Wednesday, October 06, 2010

Blessed Mary MacKillop should be patron saint of abuse victims, says priest

An Australian nun who will be canonised by Pope Benedict later this month should be made the patron saint of clerical abuse victims, an American Jesuit has said.

The suggestion comes amid claims that Blessed Mary MacKillop was excommunicated from the Church for speaking out against an abusive priest.

The claims have been made in a documentary that will be broadcast by Australian television on October 10, one week before her canonisation.

Fr James Martin SJ said in the Catholic magazine America: “Now victims of sex abuse and their families and friends, and all who desire reconciliation and healing in the Church, can pray to Mary MacKillop, who understands them perhaps better than any other saint.”

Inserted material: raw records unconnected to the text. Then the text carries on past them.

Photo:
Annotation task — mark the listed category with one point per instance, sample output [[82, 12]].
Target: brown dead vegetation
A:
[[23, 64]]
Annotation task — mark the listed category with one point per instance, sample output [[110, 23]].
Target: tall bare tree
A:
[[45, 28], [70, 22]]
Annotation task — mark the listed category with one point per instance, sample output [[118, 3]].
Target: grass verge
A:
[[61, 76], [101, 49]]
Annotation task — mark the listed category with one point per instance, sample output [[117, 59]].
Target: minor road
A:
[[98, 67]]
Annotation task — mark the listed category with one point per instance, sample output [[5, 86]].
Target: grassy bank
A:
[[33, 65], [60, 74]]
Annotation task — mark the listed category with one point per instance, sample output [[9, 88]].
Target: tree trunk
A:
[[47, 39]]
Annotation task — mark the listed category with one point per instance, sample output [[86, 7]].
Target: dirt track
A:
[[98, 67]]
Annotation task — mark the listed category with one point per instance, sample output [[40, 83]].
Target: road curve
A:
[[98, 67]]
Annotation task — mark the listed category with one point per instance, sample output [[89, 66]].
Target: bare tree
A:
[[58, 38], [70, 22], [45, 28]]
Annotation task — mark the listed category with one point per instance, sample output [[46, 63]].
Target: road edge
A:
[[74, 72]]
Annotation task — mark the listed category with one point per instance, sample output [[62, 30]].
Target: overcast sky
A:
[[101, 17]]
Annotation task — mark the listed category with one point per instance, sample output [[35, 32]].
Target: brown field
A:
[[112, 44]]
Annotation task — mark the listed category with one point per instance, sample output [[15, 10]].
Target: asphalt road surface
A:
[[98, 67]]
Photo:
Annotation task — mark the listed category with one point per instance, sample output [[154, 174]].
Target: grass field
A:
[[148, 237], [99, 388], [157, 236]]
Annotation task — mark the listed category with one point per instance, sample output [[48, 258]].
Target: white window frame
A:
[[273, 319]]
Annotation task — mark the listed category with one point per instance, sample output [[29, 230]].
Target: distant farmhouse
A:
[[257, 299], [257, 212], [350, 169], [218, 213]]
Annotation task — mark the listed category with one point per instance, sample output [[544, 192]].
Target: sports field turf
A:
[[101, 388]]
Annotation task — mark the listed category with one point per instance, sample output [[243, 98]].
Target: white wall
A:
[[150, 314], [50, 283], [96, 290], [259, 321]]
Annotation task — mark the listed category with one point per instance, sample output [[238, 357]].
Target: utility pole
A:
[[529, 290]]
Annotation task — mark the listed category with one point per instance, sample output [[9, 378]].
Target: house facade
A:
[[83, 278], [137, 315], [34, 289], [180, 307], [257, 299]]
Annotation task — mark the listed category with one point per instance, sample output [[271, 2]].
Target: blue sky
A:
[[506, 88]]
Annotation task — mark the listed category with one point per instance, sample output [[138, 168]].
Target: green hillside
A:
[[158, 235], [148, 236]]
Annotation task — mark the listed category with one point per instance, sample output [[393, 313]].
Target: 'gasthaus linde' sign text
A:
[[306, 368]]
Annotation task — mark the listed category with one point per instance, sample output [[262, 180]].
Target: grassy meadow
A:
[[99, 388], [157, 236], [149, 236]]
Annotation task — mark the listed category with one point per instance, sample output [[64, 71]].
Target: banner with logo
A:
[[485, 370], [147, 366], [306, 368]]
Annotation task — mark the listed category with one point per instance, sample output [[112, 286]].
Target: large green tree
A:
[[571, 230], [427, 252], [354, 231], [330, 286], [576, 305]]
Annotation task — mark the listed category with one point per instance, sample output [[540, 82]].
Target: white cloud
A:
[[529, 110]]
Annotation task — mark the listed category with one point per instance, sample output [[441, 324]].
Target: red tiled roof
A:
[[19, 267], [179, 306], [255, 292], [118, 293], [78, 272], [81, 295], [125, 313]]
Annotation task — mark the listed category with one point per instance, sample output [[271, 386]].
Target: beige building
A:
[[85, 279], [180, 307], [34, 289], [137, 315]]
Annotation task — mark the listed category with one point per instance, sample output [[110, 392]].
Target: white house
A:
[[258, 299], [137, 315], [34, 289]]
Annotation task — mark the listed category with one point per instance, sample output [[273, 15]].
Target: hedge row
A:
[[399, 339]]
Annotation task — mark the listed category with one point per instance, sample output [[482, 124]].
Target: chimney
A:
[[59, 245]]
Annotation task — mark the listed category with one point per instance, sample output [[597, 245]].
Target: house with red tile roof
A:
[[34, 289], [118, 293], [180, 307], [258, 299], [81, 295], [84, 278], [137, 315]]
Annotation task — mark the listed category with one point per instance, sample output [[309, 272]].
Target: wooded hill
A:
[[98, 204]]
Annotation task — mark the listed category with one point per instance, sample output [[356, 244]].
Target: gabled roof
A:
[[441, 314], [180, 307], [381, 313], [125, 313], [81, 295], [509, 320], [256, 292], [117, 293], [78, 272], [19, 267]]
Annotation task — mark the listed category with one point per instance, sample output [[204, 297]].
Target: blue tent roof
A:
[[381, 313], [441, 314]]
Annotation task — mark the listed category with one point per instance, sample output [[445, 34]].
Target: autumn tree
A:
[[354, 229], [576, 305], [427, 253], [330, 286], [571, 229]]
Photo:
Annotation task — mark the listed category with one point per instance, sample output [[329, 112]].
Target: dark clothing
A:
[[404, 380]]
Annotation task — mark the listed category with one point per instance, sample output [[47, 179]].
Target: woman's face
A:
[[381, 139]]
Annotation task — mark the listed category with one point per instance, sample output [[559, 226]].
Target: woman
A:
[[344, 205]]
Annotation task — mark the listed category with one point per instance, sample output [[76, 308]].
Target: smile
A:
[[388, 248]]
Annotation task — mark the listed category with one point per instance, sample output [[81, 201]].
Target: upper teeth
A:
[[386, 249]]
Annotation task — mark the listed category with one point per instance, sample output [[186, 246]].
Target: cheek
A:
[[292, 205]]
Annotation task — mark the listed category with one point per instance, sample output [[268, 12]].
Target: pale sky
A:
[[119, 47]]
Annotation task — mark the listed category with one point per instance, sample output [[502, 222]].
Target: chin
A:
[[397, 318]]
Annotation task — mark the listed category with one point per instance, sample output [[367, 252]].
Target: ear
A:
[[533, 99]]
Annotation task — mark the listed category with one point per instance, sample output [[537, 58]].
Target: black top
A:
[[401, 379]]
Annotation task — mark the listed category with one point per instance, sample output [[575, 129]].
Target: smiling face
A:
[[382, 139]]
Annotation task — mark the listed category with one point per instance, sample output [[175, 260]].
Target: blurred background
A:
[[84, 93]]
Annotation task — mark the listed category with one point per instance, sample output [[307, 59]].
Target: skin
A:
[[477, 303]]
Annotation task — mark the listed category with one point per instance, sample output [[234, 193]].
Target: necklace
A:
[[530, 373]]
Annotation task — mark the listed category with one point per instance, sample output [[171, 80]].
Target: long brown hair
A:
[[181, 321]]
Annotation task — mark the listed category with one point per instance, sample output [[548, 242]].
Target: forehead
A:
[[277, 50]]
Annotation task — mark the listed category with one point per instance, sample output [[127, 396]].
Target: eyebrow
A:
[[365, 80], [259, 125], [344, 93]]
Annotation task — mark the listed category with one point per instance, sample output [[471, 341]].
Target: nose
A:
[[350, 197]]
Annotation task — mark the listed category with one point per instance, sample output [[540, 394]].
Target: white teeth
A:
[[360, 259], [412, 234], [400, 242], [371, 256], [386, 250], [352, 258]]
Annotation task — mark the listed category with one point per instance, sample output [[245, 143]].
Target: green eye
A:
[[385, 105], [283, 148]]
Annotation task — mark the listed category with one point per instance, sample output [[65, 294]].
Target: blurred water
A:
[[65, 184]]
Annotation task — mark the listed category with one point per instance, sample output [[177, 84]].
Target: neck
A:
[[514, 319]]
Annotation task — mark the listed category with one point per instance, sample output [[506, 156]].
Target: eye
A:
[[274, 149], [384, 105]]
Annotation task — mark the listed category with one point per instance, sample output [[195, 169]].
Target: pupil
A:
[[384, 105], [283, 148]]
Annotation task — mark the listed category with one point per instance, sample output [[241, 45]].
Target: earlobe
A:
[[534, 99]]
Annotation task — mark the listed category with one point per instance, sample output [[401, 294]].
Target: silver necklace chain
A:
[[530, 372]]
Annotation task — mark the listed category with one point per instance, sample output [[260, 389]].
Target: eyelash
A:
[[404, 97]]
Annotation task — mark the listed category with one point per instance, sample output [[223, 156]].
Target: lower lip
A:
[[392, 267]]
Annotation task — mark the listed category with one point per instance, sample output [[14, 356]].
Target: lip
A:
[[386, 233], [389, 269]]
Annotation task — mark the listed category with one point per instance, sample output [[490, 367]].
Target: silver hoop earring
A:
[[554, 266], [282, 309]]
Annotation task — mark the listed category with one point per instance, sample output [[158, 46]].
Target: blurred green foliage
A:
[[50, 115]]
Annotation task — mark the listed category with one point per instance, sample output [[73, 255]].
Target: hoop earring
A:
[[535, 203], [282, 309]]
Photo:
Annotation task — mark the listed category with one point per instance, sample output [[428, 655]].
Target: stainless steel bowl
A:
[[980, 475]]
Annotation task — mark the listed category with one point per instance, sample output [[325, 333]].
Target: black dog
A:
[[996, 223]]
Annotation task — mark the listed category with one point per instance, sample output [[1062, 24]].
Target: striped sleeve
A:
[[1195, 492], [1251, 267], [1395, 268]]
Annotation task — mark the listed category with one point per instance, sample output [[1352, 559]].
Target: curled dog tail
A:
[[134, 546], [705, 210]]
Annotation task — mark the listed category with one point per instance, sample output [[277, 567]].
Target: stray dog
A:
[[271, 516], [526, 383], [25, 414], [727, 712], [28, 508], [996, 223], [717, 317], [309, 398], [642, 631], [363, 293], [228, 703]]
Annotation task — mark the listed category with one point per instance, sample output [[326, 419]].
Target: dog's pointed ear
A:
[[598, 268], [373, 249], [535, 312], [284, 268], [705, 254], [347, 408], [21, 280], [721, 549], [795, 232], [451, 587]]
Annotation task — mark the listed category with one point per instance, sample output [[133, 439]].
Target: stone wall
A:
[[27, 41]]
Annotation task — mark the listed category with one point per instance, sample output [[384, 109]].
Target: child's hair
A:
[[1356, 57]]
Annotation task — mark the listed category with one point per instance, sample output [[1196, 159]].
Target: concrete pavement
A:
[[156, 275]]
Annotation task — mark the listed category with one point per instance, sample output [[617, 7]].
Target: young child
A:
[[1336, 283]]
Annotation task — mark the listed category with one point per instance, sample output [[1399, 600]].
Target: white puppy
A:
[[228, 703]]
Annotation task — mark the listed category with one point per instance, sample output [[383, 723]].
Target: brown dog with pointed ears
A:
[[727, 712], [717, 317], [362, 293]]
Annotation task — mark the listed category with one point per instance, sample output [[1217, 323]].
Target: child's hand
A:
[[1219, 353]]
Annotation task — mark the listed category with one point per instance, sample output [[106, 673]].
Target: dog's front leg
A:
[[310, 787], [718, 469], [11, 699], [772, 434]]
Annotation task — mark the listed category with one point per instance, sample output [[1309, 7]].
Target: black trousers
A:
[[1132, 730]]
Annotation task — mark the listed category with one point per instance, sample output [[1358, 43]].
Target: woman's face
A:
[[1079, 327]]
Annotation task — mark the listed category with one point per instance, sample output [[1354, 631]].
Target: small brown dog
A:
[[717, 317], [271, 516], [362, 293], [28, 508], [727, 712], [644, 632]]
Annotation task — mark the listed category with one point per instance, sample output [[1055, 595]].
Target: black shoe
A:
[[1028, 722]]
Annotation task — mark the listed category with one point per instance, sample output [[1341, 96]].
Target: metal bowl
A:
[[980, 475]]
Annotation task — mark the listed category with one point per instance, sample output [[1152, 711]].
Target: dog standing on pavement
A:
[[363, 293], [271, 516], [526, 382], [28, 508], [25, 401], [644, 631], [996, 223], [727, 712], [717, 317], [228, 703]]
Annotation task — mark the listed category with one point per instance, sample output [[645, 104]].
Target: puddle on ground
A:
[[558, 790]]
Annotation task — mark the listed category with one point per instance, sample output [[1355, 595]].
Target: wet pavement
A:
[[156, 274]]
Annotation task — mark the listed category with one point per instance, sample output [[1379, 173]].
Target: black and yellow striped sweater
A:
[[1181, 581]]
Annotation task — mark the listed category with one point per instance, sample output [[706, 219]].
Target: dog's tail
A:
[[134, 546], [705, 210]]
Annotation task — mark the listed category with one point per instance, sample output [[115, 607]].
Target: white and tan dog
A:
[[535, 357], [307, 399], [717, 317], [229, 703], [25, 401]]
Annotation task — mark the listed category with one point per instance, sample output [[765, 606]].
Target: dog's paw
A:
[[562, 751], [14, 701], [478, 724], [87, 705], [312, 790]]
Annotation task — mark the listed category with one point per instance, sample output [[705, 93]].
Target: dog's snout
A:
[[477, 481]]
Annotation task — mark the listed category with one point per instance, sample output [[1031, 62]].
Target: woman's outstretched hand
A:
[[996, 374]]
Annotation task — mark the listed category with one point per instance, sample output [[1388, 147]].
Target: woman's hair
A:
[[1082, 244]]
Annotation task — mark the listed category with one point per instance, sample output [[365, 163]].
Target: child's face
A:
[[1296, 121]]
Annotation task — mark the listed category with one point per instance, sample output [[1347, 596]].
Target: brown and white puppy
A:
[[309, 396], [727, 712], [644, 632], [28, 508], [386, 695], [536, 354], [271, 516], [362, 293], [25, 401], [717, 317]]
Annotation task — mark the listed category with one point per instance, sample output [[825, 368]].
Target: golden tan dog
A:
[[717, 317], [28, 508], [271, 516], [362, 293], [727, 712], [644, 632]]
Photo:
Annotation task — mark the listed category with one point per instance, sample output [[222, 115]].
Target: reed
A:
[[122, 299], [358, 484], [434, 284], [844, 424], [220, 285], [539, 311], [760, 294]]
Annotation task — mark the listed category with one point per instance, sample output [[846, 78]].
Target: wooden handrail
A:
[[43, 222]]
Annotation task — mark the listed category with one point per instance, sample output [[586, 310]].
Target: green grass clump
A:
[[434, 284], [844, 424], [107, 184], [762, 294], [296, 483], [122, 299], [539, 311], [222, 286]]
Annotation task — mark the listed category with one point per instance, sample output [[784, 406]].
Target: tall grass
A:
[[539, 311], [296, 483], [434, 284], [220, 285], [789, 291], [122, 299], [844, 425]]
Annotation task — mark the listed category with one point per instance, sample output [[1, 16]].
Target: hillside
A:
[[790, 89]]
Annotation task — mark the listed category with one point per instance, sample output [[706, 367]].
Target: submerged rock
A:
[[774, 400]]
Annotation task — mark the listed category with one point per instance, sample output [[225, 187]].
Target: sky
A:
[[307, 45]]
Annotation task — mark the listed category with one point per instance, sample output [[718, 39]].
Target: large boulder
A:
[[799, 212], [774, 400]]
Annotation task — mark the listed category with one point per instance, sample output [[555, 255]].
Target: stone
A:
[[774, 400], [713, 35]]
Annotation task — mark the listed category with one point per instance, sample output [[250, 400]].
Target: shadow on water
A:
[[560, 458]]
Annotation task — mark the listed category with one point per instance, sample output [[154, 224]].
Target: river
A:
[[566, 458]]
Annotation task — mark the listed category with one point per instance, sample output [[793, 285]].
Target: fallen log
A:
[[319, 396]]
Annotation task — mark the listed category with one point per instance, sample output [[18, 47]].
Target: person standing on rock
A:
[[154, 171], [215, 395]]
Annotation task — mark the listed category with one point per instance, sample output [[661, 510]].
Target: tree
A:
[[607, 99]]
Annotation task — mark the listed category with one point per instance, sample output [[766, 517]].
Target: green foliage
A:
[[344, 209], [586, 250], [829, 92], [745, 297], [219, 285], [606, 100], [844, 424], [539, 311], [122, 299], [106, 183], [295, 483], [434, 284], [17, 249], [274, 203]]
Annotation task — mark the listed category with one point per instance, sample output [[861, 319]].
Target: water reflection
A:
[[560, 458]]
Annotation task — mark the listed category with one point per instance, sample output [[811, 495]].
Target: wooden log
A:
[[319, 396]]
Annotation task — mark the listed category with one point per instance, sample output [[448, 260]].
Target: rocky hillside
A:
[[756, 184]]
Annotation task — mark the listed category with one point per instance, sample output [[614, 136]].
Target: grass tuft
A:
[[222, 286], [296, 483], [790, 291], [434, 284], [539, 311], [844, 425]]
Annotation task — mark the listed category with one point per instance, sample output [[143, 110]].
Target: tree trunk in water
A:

Mary MacKillop was born in Melbourne to Scottish immigrant parents in 1842 and became a nun in 1866. 

The following year, she became the first nun, co-founder and mother superior of the newly formed order of the Sisters of St Joseph of the Sacred Heart, or simply the Josephites. 

Dedicated to the welfare of the poor, it was the first religious order founded by an Australian.

In 1871, Sister MacKillop was excommunicated by Bishop Lawrence Shiel of Adelaide, supposedly for insubordination.

The documentary claims that Sister MacKillop discovered that children were being abused by Fr Patrick Keating, an Irish priest, in Kapunda parish near Adelaide, and reported him to the director of the Josephites, Fr Julian Tenison-Woods. Fr Keating was eventually sent back to Ireland.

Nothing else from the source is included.